Me faltan los policías, bomberos y otros que velan por la seguridad y tratan de hacerlo cumpliendo con límites de derecho que sirven para todos. Me faltan los maestros, profesores y educadores, en general, que enseñan a los niños y les convierten en futuros adultos capaces de mantener esa comunidad. Me faltan los médicos y personal sanitario, que cuidan de todos ellos y proporcionan salud y bienestar a todos. Me faltan los que gestionan en silencio, día a día, la realidad del país, sea un oscuro funcionario no reconocido o un empresario que lucha por mantener todo a flote, y en general todos los profesionales y gente preparada que acaba huyendo de aquí. Me faltan, finalmente, los hombres y mujeres que dejamos fuera de ese sistema, cada vez más, y los que quieren hacer más por su país, pero su país no les deja. Aquellos a quienes no se les puede aplicar esa frase grandilocuente pero falsa de "No te preguntes qué puede hacer tu país por tí, si no tú por tu país". Un país somos todos. Y sin todos, en el día de hoy no he visto más que una fracción con regusto caduco y absolutamente incompleto.

No digo que se les debiera ver en el desfile, como si ésto fuera una república socialista soviética o de los aledaños, agitando banderolas y pancartas. Pero sí que se les reconociera. No sé, un camión de bomberos me arrancaría tantos aplausos como un vehículo blindado. O una ambulancia. Cierto que el ejército en España se ha hecho muy civil, tanto que realmente dudo que tengamos un ejército real (no sé si es bueno, o si es malo, pero espero no comprobarlo en mi vida...) pero no es finalmente la representación total de esa sociedad. Y lo digo reiterando que les admiro. En mi corta vida no puedo decir lo contrario.
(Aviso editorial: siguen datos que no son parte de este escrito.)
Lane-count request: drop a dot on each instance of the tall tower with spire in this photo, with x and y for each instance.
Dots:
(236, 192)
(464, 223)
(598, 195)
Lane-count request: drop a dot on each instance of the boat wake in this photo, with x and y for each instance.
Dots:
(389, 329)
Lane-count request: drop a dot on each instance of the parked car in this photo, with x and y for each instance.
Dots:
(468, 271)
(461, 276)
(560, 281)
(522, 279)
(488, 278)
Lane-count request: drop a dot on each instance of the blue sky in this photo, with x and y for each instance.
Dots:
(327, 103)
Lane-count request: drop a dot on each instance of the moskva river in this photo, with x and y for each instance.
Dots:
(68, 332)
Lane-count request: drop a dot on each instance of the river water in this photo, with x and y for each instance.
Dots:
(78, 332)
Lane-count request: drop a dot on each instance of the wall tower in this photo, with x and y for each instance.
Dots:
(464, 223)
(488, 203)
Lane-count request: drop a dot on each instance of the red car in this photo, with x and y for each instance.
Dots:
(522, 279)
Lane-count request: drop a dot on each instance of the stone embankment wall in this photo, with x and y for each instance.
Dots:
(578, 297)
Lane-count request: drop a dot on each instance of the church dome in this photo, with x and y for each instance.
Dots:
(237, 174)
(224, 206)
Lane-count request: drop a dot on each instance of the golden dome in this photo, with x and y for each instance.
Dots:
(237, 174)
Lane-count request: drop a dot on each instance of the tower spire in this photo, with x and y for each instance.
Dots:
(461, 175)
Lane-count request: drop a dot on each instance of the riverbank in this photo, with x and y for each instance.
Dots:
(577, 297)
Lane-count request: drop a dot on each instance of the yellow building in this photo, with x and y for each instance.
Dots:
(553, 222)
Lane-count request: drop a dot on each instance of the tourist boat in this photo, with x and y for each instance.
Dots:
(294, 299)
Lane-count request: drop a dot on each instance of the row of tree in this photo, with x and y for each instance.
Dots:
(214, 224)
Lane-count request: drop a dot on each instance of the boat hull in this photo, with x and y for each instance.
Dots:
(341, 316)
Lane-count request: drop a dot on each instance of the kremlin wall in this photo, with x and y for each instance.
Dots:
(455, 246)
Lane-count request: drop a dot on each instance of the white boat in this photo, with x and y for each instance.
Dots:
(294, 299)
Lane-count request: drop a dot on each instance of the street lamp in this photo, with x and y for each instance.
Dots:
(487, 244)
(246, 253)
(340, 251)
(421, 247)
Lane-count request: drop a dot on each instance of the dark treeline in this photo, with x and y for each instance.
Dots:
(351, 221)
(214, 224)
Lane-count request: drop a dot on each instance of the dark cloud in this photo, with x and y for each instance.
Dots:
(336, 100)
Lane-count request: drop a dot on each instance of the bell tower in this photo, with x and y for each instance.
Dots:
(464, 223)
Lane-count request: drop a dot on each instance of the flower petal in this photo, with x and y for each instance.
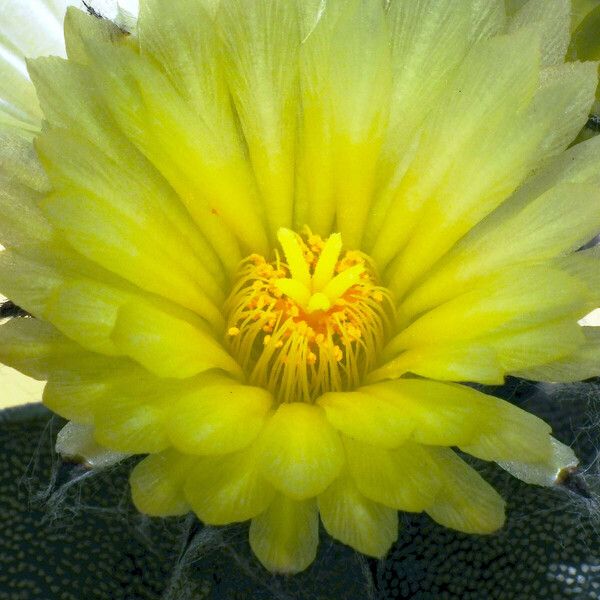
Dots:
(34, 347)
(366, 417)
(300, 453)
(167, 344)
(502, 73)
(217, 416)
(286, 535)
(228, 489)
(466, 502)
(582, 364)
(77, 441)
(553, 19)
(261, 41)
(157, 484)
(182, 38)
(22, 180)
(353, 519)
(405, 479)
(547, 473)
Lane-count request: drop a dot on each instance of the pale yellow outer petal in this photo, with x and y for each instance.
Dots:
(286, 535)
(228, 489)
(546, 473)
(217, 416)
(466, 502)
(355, 520)
(300, 452)
(168, 345)
(405, 479)
(157, 484)
(76, 441)
(368, 418)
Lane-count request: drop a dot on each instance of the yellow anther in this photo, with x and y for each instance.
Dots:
(310, 323)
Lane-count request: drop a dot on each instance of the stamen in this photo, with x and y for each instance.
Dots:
(315, 327)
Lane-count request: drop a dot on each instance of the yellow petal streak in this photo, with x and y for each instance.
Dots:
(312, 324)
(285, 536)
(157, 484)
(219, 417)
(300, 452)
(353, 519)
(466, 502)
(227, 489)
(405, 479)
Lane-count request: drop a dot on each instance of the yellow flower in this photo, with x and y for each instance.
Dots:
(263, 240)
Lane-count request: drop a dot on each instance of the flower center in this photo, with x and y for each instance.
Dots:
(312, 323)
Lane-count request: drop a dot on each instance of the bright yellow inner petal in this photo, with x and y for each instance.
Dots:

En fin. Fue un accidente que Colón desembarcara en aquella isla en un día como hoy hace más de 500 años. Y es un accidente que los nacionalismos, deudores de esa combinación fatal de "lengua-territorio-etnia/raza", lo tomen como un punto fundacional. Tanto daría ese como el primer desembarco de los moros, si fuéramos islámicos, o la llegada de los pueblos germánicos, o el pisar tierra por los romanos, o la explotación fenicia, o el primer intercambio griego, o... tanto da. El nacionalismo es un proyecto ideológico de las postrimerías del siglo XVIII e inicios del siglo XIX, reinventado en negativo en el siglo XX y dudosamente necesario en el siglo XXI. Y hoy, por accidente, hemos celebrado, mal, a mi juicio, como siempre, uno de esos nacionalismos. El español. Otros se hacen en otros días, y lo dicho lo aplico para ellos.